Saturday, October 3, 2015

"It's Jeb's Fault!"

The following editorial was carried by the Ft. Myers NEWS-PRESS on September 23, 2015


"It's Jeb's Fault!"   by Jack Bovee

Many pundits ask Jeb Bush about his support for Common Core, but none question him on his major gaffe as Governor—eliminating Florida’s long-standing graduation requirement that students successfully complete courses in American History and Government.  That this happened so soon after 9/11 and at the time numerous surveys reported American students lacked basic knowledge of history, civics, geography and economics is downright bizarre.  For example, a National Geographic study in 2002 revealed that young adults in Mexico and seven other nations could better identify the location of the U.S. on a world map, could more accurately determine the correct size of the U.S. population, and could better identify the Taliban or Al Qaeda than their 18-24 year peers in this nation!  Bruce Cole, Chair of the National Endowment of the Humanities, published “Our National Amnesia” in the Wall Street Journal in May, 2002 describing an entire series of devastating reports. Moreover, Jeb was fully aware that National Assessment for Educational Progress continually revealed our students’ worst subject as American History. That no state is ever compared on NAEP social studies assessments might give a clue as to why students do perform so poorly in historical and civic understanding and why Jeb could feel completely comfortable eliminating such courses as high school requirements!   This is still the case today.
     Jeb was also fully aware that a huge percentage of Florida’s students arrived in our state from non-democratic nations.  Under his proposal many would graduate without ever having exposure to our nation’s civic and historical heritage.  Jeb’s resistance to allowing civic and historical knowledge to even be considered when promoting students from one grade level to the next in grades one to five made the assimilation of these children virtually impossible.

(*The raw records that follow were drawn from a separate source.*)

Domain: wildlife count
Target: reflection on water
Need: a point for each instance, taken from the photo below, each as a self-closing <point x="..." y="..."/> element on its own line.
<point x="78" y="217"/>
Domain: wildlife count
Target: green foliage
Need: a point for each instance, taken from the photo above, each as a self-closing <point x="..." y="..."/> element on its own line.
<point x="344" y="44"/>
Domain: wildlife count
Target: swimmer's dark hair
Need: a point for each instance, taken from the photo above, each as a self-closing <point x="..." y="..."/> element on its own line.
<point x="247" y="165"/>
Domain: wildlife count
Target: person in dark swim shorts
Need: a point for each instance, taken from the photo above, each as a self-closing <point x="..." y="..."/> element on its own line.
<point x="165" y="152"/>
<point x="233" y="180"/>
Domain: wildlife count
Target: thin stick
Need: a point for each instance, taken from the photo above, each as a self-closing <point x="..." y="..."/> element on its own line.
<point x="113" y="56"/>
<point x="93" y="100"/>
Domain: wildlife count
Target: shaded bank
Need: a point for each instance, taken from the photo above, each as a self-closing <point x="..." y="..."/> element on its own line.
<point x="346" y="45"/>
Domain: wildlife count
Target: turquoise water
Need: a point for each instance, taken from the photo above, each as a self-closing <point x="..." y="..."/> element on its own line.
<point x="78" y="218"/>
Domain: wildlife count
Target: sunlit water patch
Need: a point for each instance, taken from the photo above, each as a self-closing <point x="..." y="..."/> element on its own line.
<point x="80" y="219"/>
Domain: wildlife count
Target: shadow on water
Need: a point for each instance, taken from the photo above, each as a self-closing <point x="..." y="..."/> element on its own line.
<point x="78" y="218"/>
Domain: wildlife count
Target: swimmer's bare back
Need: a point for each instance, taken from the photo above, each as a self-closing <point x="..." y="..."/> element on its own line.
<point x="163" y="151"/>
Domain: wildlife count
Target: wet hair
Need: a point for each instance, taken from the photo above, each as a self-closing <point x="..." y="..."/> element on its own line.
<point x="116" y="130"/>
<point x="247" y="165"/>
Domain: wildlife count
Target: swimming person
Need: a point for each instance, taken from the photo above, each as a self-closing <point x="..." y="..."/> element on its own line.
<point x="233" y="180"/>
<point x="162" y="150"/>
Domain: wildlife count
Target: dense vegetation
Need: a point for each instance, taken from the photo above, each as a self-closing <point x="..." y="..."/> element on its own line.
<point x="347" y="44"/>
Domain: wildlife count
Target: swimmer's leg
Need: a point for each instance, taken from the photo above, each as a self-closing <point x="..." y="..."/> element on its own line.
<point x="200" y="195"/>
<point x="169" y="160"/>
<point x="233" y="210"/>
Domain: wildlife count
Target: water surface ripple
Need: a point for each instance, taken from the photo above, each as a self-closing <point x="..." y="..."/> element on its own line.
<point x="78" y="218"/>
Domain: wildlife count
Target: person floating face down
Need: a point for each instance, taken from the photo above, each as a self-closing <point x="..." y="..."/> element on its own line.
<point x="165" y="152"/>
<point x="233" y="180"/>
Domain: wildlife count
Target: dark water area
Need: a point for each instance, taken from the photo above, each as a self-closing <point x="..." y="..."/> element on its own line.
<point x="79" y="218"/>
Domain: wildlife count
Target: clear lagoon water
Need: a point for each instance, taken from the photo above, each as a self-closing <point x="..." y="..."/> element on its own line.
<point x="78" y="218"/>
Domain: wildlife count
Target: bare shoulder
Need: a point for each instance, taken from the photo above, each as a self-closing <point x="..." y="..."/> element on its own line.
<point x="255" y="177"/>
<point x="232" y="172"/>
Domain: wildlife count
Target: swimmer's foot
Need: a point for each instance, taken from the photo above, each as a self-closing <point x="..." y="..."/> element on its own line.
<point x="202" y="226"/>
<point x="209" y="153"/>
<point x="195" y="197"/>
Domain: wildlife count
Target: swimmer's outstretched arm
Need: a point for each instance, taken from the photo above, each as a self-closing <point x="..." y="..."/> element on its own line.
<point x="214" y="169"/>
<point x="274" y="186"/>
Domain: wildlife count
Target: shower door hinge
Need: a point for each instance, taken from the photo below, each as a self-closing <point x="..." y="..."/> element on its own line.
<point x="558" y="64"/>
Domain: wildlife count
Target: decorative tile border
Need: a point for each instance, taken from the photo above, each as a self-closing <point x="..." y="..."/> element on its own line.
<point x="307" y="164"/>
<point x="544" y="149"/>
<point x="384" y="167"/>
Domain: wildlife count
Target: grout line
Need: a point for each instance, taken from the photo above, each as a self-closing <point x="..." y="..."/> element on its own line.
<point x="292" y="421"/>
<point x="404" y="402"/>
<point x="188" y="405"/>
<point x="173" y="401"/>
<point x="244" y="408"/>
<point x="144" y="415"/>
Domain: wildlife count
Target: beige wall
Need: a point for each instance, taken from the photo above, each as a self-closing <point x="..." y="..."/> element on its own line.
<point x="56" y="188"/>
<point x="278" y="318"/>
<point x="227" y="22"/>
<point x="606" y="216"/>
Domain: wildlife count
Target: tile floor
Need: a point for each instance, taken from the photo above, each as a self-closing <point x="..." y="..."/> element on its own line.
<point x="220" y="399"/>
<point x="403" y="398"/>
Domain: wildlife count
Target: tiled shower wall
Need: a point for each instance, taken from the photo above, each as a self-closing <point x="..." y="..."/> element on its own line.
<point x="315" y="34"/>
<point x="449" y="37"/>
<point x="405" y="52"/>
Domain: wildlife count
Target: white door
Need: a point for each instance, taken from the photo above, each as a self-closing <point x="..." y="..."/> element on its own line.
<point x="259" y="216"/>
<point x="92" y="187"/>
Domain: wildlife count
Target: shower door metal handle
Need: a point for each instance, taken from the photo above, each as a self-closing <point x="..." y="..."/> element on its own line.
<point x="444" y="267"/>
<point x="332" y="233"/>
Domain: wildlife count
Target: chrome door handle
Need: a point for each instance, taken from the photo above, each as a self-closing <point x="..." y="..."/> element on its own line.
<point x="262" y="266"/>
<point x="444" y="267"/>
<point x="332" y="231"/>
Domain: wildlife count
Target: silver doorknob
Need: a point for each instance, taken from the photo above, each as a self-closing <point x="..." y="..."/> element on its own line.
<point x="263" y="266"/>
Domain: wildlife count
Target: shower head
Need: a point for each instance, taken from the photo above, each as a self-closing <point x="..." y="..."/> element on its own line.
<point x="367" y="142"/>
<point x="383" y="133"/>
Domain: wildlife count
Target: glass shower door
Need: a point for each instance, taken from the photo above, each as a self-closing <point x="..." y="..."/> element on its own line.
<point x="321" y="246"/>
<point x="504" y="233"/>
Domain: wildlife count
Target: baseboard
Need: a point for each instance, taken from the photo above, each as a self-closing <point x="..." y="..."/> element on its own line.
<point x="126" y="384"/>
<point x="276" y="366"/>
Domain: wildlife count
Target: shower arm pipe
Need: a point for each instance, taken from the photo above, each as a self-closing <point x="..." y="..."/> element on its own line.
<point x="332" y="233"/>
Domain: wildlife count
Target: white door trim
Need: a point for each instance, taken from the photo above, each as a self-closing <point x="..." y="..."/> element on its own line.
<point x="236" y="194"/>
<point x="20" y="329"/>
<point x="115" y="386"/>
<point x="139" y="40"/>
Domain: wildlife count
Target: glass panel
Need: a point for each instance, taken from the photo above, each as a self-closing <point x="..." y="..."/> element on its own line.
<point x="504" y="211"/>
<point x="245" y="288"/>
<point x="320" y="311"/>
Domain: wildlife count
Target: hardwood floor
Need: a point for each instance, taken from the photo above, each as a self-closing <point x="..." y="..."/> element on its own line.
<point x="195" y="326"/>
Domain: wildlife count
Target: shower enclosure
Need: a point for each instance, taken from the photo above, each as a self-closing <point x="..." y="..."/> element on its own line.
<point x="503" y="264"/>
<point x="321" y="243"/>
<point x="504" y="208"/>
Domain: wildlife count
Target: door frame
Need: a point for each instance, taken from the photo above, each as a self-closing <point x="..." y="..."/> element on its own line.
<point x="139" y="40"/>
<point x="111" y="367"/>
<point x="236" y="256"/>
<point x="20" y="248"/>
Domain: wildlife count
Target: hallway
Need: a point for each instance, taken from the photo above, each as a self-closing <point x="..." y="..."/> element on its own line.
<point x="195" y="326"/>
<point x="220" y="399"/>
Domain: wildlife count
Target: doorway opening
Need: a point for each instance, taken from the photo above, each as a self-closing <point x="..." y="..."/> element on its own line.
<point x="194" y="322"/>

All attempts to add social studies to the state’s Pupil Progression Plan—even after the Florida Chancellor for K-12 lent his support to the effort—failed under his leadership!   Just how were Florida schools supposed to assimilate such children into American society?   
     After the legislature passed Jeb’s plan in 2003, he was excoriated in Congress by Jim Davis (D-Tampa) and by Senator Lamar Alexander, a former Republican Secretary of Education, who scrupulously avoided mentioning his name.  He was criticized by conservatives like Phyllis Schlafly and quietly rebuked by former Democratic governor Bob Graham.  None of it stuck and he remained undeterred. 
     Around this same time his administration sent to all districts a 90 question D.O.E. Drug Awareness survey that was administered to 70,000 Florida students.  Unlike civic and historical knowledge, Florida’s youth would be compared in these drug surveys —district by district--and Florida to the rest of the nation.
     The following year Florida’s history teachers went on the offensive.  Since the 1980s their pleas for some sort of state and district accountability—even along the lines of the Drug Awareness surveys—had fallen repeatedly upon deaf ears in Tallahassee.  They protested that Florida’s Department of Education had abandoned its civic education mission.  Florida’s D.O.E. distributed suggested reading activities for students at grade three, for example, that rarely contained historical or civic education content.  Rather, stories about the “differences between dogs and cats” and how to “make a peanut-butter and jelly sandwich” went out to school districts as “models” for reading instruction.  Floridians today can thank its history teachers and not Jeb Bush for the fact that once again all its graduates must successfully pass American History and Government to graduate.   He fought us all the way!
     For those who want to know why young Americans today know so little about our nation’s past or its form of government--I suggest some future pundit ask “Jeb!” 


Jack Bovee has been a social studies teacher in Florida for over 40 years and was formerly Chair of the Legislative Committee for the Florida Council for the Social Studies during this time.  He lives with his wife in Fort Myers.